The death benefit received by the nominee is also exempt from income tax. This means that your loved ones will not have to pay any taxes on the money they receive from the policy in case of your untimely demise.
In addition to these benefits, the LIC SIIP also offers other features that make it an attractive investment option. Some of these features include:
1) Death Benefit: The death benefit under this policy is payable as follows:
– If death occurs during the policy term: Sum Assured + Accrued Bonuses
– If death occurs after policy maturity: Maturity Proceeds
How to Calculate the Returns on Your Investment with LIC’
Assuming that you have already decided to invest in the LIC SIIP plan, let’s look at how you can calculate the returns on your investment.
The first thing you need to do is find out the NAV (Net Asset Value) of the plan. The NAV is the market value of all the assets in the plan minus any liabilities. You can find the NAV of the LIC SIIP plan on the LIC website or on any financial news website.
Once you have the NAV, you need to calculate your total investment amount. This is simply the number of units you have multiplied by the price per unit.
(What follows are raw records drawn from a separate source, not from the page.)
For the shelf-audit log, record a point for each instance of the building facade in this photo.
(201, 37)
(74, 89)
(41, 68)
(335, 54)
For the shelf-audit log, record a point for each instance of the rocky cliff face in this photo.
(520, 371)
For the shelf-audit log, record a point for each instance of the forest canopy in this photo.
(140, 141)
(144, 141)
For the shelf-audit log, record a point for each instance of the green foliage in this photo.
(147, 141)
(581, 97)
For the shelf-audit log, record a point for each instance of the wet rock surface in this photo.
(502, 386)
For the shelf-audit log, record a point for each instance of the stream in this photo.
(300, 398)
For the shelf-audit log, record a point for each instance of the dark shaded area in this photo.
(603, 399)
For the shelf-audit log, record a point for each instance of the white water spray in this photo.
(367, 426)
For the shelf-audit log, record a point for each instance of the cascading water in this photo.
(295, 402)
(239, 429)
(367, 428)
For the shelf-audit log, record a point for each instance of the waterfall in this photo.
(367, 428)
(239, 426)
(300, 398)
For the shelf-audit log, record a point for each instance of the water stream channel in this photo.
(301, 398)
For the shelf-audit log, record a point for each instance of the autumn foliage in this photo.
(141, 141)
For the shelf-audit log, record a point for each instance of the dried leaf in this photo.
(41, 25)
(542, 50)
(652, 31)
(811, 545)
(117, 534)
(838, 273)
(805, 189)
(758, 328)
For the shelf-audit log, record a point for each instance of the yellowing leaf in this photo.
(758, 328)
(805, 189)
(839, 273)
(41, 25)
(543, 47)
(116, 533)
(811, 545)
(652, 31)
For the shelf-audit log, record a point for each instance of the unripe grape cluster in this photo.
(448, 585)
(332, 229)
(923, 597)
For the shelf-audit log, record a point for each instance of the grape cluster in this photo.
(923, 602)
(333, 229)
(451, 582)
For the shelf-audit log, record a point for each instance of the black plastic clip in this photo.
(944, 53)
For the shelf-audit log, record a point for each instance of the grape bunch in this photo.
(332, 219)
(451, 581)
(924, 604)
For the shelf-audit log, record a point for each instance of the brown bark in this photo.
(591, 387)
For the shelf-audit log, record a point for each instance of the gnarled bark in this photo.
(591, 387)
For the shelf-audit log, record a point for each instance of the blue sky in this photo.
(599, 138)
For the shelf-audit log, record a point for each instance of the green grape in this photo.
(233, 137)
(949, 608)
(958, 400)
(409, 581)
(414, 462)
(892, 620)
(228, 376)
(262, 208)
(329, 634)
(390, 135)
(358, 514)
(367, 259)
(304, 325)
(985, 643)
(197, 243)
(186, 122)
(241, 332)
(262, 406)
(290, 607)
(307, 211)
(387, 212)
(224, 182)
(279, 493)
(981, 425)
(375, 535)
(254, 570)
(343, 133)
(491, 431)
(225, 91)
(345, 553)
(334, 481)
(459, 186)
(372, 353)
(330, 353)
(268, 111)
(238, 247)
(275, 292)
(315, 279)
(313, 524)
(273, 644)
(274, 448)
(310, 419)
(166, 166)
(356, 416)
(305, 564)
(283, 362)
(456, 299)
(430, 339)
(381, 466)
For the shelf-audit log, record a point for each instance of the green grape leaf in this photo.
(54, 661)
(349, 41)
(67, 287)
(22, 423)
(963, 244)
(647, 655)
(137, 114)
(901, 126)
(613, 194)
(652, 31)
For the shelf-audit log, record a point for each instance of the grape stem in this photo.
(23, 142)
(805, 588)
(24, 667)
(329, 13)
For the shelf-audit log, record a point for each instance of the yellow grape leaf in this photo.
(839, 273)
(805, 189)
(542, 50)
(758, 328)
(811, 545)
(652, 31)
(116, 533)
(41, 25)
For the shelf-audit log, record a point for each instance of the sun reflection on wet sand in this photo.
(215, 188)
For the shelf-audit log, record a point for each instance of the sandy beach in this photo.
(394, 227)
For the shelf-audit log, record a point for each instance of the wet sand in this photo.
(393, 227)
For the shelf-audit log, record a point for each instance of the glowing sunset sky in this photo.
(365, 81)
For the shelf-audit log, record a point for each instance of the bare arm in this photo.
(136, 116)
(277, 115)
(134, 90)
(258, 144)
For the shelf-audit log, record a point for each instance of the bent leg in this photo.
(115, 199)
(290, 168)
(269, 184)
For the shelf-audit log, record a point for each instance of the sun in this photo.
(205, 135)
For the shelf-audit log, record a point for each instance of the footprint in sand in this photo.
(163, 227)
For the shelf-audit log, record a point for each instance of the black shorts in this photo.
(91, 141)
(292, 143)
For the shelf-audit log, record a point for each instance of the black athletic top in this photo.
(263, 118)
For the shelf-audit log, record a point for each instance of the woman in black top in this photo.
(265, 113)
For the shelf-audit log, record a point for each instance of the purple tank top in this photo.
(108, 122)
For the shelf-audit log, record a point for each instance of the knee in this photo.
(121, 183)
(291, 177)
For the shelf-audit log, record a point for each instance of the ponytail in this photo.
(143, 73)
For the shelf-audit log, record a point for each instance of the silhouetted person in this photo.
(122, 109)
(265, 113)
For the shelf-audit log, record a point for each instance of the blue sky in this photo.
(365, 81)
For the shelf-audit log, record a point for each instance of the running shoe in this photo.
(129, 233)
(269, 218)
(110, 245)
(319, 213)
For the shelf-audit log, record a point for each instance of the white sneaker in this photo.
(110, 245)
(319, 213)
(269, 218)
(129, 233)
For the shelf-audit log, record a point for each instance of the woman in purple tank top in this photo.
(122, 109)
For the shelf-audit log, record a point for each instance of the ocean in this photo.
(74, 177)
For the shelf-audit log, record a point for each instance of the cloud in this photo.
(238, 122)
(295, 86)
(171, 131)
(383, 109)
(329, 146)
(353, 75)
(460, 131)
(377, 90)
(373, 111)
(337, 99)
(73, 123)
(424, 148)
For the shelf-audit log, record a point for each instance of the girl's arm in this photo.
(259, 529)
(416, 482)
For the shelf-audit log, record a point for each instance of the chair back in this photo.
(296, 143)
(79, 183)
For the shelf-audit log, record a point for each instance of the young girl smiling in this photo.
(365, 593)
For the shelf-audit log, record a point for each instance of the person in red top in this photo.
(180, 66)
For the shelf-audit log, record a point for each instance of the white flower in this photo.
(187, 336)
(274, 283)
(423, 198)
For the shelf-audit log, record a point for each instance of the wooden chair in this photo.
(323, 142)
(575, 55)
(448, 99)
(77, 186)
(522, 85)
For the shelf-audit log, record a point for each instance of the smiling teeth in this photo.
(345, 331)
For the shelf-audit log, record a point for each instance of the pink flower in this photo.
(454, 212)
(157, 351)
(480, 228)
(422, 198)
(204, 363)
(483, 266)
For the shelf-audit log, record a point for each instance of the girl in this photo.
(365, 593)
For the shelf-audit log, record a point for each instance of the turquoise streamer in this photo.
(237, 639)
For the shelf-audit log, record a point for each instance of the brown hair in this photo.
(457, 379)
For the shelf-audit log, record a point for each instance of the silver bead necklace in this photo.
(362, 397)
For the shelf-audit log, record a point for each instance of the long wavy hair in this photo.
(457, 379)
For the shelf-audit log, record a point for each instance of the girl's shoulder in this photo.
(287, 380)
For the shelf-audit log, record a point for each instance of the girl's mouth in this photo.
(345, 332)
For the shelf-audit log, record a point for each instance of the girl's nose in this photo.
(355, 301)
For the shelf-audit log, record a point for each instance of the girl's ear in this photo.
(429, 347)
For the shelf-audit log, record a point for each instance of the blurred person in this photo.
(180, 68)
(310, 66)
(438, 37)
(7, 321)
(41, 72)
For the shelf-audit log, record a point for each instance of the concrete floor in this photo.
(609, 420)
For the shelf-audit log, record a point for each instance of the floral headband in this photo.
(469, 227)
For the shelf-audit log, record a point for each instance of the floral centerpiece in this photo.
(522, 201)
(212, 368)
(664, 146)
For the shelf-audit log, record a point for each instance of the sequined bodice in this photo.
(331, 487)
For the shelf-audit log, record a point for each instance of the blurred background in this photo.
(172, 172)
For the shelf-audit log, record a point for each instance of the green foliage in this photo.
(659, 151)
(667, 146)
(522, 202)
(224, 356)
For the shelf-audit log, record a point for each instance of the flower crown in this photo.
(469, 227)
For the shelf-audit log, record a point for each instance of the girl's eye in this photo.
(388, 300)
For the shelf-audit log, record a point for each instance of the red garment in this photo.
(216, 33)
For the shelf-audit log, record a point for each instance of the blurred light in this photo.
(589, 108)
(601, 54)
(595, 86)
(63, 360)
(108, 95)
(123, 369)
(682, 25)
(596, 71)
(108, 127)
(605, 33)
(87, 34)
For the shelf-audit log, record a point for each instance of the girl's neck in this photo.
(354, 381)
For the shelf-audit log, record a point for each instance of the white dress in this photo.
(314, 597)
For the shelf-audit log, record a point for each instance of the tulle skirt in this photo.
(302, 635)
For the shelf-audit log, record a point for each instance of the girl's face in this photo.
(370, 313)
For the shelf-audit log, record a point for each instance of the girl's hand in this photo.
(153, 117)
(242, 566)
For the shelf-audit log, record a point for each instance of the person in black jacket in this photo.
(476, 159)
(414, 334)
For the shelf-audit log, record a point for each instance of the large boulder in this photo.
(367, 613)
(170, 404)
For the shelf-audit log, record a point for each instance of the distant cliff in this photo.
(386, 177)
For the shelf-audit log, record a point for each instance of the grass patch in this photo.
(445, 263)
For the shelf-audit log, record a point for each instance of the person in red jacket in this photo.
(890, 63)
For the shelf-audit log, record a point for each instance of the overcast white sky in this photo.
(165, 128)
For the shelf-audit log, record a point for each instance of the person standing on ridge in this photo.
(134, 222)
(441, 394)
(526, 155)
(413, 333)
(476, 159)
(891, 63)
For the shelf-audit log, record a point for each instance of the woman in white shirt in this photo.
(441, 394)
For example, if you have invested Rs. 1 lakh and there are 10 units in a single fund, then your total investment amount would be Rs. 10 lakh.
Now, we need to calculate the return on your investment. This is done by dividing your total investment amount by the NAV of the plan. So, if our previous example had an NAV of Rs. 9 lakhs, then your return on investment would be 11.1%.
It is important to remember that these are only estimates and actual returns may differ slightly from these numbers. However, this should give you a good idea of how much you can expect to earn from investing in this plan.